Оказалось, что той страшной ночью перебили и похватали не всех. Уцелело около трех десятков селян. Вскорости все они собрались в городище. Убитых похоронили, дома подожгли, а жить перебрались в последнюю уцелевшую при набеге ивутичскую весь.
Через какое-то время Ратьша понял, что больше здесь оставаться не может. Душа просила иного, и он решил идти в Пронск к родне по отцу, а потом, может, в Рязань. Простился с мамкой, взял припасов на дорогу и ушел. Лесами добрался до Оки, а потом с купеческим караваном – до Рязани. Здесь пробился к своему крестному, епископу Евфросию, был им признан и пристроен ко двору великого князя. В Пронск Ратьша так и не собрался, да и родня тоже не рвалась его увидеть и признать наследником. На это место метил двоюродный братец, сын братоубийцы Константина. Ратислав не слишком расстраивался по этому поводу, так как не испытывал он родственных чувств к чужим, по сути, людям.

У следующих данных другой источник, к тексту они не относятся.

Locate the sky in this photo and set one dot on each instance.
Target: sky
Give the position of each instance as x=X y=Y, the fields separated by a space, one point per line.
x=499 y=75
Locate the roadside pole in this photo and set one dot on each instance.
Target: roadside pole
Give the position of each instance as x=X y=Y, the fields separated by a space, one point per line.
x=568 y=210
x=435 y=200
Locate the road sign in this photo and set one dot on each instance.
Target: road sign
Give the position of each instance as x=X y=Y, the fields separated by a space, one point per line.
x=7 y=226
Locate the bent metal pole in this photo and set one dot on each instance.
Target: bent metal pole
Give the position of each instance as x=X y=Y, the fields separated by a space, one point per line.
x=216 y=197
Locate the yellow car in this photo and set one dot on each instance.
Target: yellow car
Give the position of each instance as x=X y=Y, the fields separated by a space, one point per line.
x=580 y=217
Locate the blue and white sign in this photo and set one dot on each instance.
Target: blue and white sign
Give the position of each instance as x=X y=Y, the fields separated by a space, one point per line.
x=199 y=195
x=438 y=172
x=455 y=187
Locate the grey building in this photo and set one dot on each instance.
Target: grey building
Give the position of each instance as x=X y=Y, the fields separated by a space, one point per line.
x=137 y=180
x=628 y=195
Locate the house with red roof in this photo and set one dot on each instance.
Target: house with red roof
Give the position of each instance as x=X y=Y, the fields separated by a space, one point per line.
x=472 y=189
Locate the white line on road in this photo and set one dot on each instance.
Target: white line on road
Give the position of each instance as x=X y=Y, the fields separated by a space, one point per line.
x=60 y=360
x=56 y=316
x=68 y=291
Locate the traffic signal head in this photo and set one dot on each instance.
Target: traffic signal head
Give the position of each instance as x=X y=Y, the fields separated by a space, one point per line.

Лес расступился, и трое спутников выехали на большую дорогу, ведущую из Рязани в Пронск. Дорога была хорошо наезжена. Ею пользовались и зимой, и летом, в основном смерды из окрестных сел и весей, везущие плоды своего труда на рынки Рязани и Пронска. Торговые гости предпочитали двигаться по реке. Можно было и Ратьше двинуть до стольного града по Проне, благо у причала внизу под береговым откосом качалась на речных волнах вместительная быстроходная ладья. Но так получалось дольше: речные изгибы изрядно удлиняли путь. Опять же, хотелось размяться верховой ездой после трех дней пирования. И, ко всему, боярин не любил плавания на судах: скучно, тело ленится, теряет упругость, ну его… То ли дело скачка!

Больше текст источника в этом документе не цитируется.